Tuesday, February 10, 2009

6.33 a.m.
Cruising along the dark roads, the occasional glare of another's headlights my only guide. We are companions, we are. Strangers behind cool, closed cars leading inconceivably different lives. Hello mister, do you have children? Hello lady, do you know what it is like to be happy?

Windows down. Wind in my hair, goosebumps on my neck. Speed is beauty. What if I died this morning? Driving round the corner, right there on that very street at 6.37 in the darkness. Thinking about ( ). Dying mid-thought. End. Null. Gone.

This is the nearest I have come to feeling something remotely resembling freedom. Between the trees I see the moon. An irrepressible moment of inspired pulchritude. At times like these there is no denying that God exists.

Mouth drawn shut, there is no need for words. Singing along to the radio would wreck the silence. I am writing this in my head, and I will have memorised it to the very end. So here it is.

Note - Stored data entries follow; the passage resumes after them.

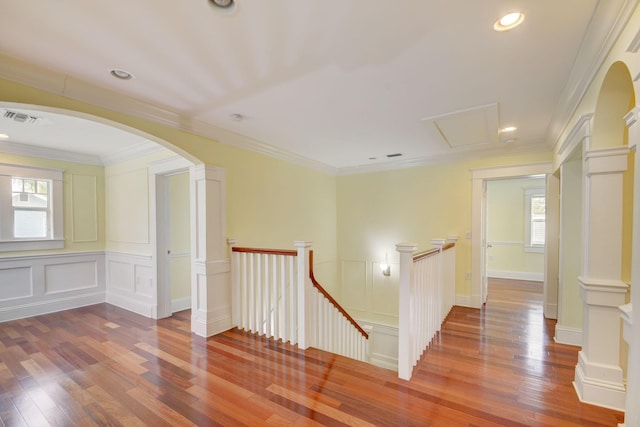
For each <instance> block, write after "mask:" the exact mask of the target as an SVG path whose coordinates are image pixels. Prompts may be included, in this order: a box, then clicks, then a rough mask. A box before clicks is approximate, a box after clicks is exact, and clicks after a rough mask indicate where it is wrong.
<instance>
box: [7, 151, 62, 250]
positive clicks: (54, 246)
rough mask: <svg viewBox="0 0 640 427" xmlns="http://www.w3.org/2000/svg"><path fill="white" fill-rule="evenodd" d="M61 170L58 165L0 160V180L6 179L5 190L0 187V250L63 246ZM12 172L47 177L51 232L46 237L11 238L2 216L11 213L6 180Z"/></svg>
mask: <svg viewBox="0 0 640 427" xmlns="http://www.w3.org/2000/svg"><path fill="white" fill-rule="evenodd" d="M62 173H63V171H62V170H60V169H50V168H39V167H34V166H22V165H12V164H6V163H0V180H9V185H8V187H5V188H8V192H7V194H4V193H3V191H2V190H0V252H10V251H31V250H46V249H61V248H64V228H63V227H64V218H63V196H62V189H63V180H62ZM13 176H19V177H25V178H34V179H42V180H50V181H51V215H52V218H51V235H50V237H49V238H47V239H14V238H13V230H12V229H10V228H8V227H7V224H6V223H3V222H2V218H8V217H9V216H10V215H13V207H12V202H11V185H10V180H11V177H13Z"/></svg>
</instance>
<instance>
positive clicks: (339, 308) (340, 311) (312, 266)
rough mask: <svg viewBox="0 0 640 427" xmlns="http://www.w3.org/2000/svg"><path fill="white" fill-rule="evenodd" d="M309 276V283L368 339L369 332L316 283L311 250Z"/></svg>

Building a wall around oneself is a form of art. It takes constructive thought and prolonged introspection. Look and observe and you will see how easy it is to shut the rest of the world out. Hide between a thin piece of cloth, or impeccably stacked bricks, it is all the same. Escape. Elegantly for that matter. You get to evade the looks and the questions and it is just you, and this darkness and this wind on your neck whistling in your eyes and round the bend.

Faster now. But the sky is lightening. Familiar road. Maybe dying this morning isn't such a good idea after all. I'd miss Chemistry.